Me gusta cuando los viajes salen según lo previsto, pero me gusta casi tanto cuando hay fallos, anécdotas que recordar.

De los viajes me gusta todo, desde el momento en que piensas por primera vez en un destino hasta cuando los recuerdas años después.


Me gusta tanto que hasta diría que lo necesito. 

lunes, 5 de agosto de 2013

El arte de no hacer nada

No hacer nada es un arte. Todos tenemos más o menos capacidades para determinadas formas de arte. Yo, por ejemplo, no sé cantar (es posible que sea la persona que peor canta del mundo), no es que dibuje particularmente bien, y bailo con una arritmia severa. A cambio soy muy buena en el arte de no hacer nada y en el de dormir. Incluso podría competir a nivel profesional. Muy buena. Y no me importa no dominar las otras artes, porque las dos que tengo las disfruto como nadie.

El problema es que si cantase tan bien como pierdo el tiempo, podría vivir de ello. Si bailase con la misma ilusión y profesionalidad con la que duermo, sería famosa. Mis artes no me van a  hacer rica. Que tampoco me importa demasiado, si la alternativa es ser una pintora rica y famosa pero incapaz de pasarse un fin de semana vegetando… pues no me cambio.

Mi capacidad de perder el tiempo es casi infinita. Puede que un viernes por la tarde este dedicándome a ello y me aburra y me entren ganas de hacer cosas (acaso no se cansa el pintor de sus pinceles?), pero hay fines de semana que tengo dedicación absoluta a este arte. A veces estoy un fin de semana sola en casa y lo dedico a no hacer nada, puede que con una interrupción el sábado por la noche para salir. Otras ni eso, soy feliz en mi soledad, mi no hacer nada y mis maratones de series, pelis y dormir.

Pero tanto el no hacer nada como el dormir son artes que requieren de entrenamiento. No puedes pretender pasarte tus primeros 20 años de vida siendo muy activo y madrugador y que luego, de un día para otro, sepas no hacer nada y puedas dormir 15 horas seguidas.

Yo nací con las capacidades necesarias para ello, las entrené, las disfruto y las practico todo lo que puedo.
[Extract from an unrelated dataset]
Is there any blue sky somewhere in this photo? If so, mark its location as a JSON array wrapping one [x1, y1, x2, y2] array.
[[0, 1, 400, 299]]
Por algo dormir es uno de los 5 placeres principales de toda vida humana.


¿Y tú? ¿Duermes por necesidad o por placer?

viernes, 2 de agosto de 2013

Cuando ya no dé pena

Perder a un amigo es una desgracia.

Que alguien que pensaste que siempre estaría a tu lado deje de estarlo suele ser algo gradual. Habláis menos. Igual ya no vivís en la misma ciudad o ya no se dan las circunstancias de veros tan a menudo. Va pasando el tiempo y, de repente, piensas en él. ¿De verdad hace más de 6 meses que no hablo con él? Y te da una pena infinita. Piensas en llamarle. Quizás un WhatsApp. Lo piensas pero no ves el momento. En parte también lo dejas pasar porque ¿y él no se ha dado cuenta? ¿y él no me echa de menos? Una gilipollez, no lo voy a negar. Y te debates entre la gilipollez y la amistad. Le sigues queriendo, han sido muchos años siendo inseparables. Y hablas de bodas con tus amigas las casaderas y piensas… si sigo distanciada, cuando me case ¿estará él? Porque no concibes que esa persona se pierda los momentos importantes de tu vida, aunque las vuestras hayan seguido caminos distintos.

Obviamente no va a ser lo mismo. Ya no estáis en la universidad, ya no eres una ocupa en su piso de estudiantes y ya no bebéis vino de tetrabrik (gracias a Dios). El tiempo ha pasado y los dos habéis cambiado, pero no tanto como para que justifique dejar de ser amigos.

Él es la persona a la que acudías cuando tenías un problema. Era abrazos, risas, confesiones, secretos, crisis existenciales, copas, más risas, películas en el sofá, desayunos post juerga, resacas en común, tardes de estudio, paseos, amistad. Cuando estabais juntos no os hacía falta más gente, ya fuese para un fin se semana “de esquí” en los que pasabais muchísimo más tiempo en el bar que en las pistas, si es que llegabais a pisar estas, o para una tarde-noche de esas que empezaban en la biblioteca y acababan cerrando discotecas.  Eráis los más juerguistas del lugar, no lo voy a negar. Pero él era mucho más que un compañero de juerga.

Y pasan cosas en tu vida, buenas y malas. Y en las malas te encantaría tener su apoyo y las buenas las quieres compartir con él. No porque lo necesites, por suerte tienes muy buenos amigos, sino porque quieres. 

Luego llega su cumpleaños y le escribes, y te contesta como si nunca hubieseis sido así de amigos. Te llama como solo te llama él, pero solo te da las gracias. Ignora el “a ver si nos ponemos al día que hace mil que no hablamos”. Y vuelves a pensar que igual no merece la pena.


Le sigues queriendo y no quieres llegar al punto donde ya no da pena. Sabes que llegará, es ley de vida. Que quizás en unos años os encontréis por casualidad, te haga ilusión, te alegres de que todo le vaya bien y recordéis viejos tiempos con cariño, pero ya no te dé pena. Y quieres evitarlo. Pero ¿y por qué no llama él? ¿es que no me echa de menos? Lo dicho, gilipollas.